Indeed, the drive for improved patient care, while obviously laudable, tends to leave security as the proverbial afterthought.
“There is a tension for many providers,” Fisher said. “Do we spend on security, which can be big dollars, or do we buy a new clinical device like an MRI? Many healthcare CISOs do not know how to tie the mission and needs of security to the core mission of the provider, and lose that argument every single time.”
Berger sees the same thing. “PHI is anything but ‘protected,’” he said, noting that spending in the healthcare industry on security, “is very low compared to other industries that rely on sensitive data.”
He doesn’t see rapid improvement on the horizon either, even with more awareness and tougher regulation. “The overall ecosystem may get better in the future but the glaciers may melt before that can happen,” he said.
That doesn’t mean nothing can be done before the glaciers melt, however.
Berger said, for starters, “PHI should be considered an asset within organizations and be treated as such in the overall governance and risk management process.”
Fisher agreed. “Understand that security is a crucial part of patient safety and quality of care and prioritize security that way,” he said.
He also urged organizations to focus on what many experts call basic security hygiene. “Patch and maintain your machines,” he said. “Do good user access management. Pick a framework, do your required security risk assessment and then relentlessly work the remediation plan.

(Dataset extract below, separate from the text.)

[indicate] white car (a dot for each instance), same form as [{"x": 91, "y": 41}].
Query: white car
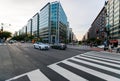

Panner said government should play a more active, and modern, role. HIPAA, he said, which became law in 1996, “wasn't designed for an Internet and cloud-enabled health system. We can and should do better.”
And Frenz emphasized that it takes people as well as technology to improve security. “Establishing a culture of security is very important – get employees to understand that security is the responsibility of every employee and not just IT or people with the word security in their title,” he said.
“This will not only help to mitigate issues from human error or social engineering attacks, but will also make other control initiatives more palatable to employees, since they will have a better understanding of the rationale behind the control.”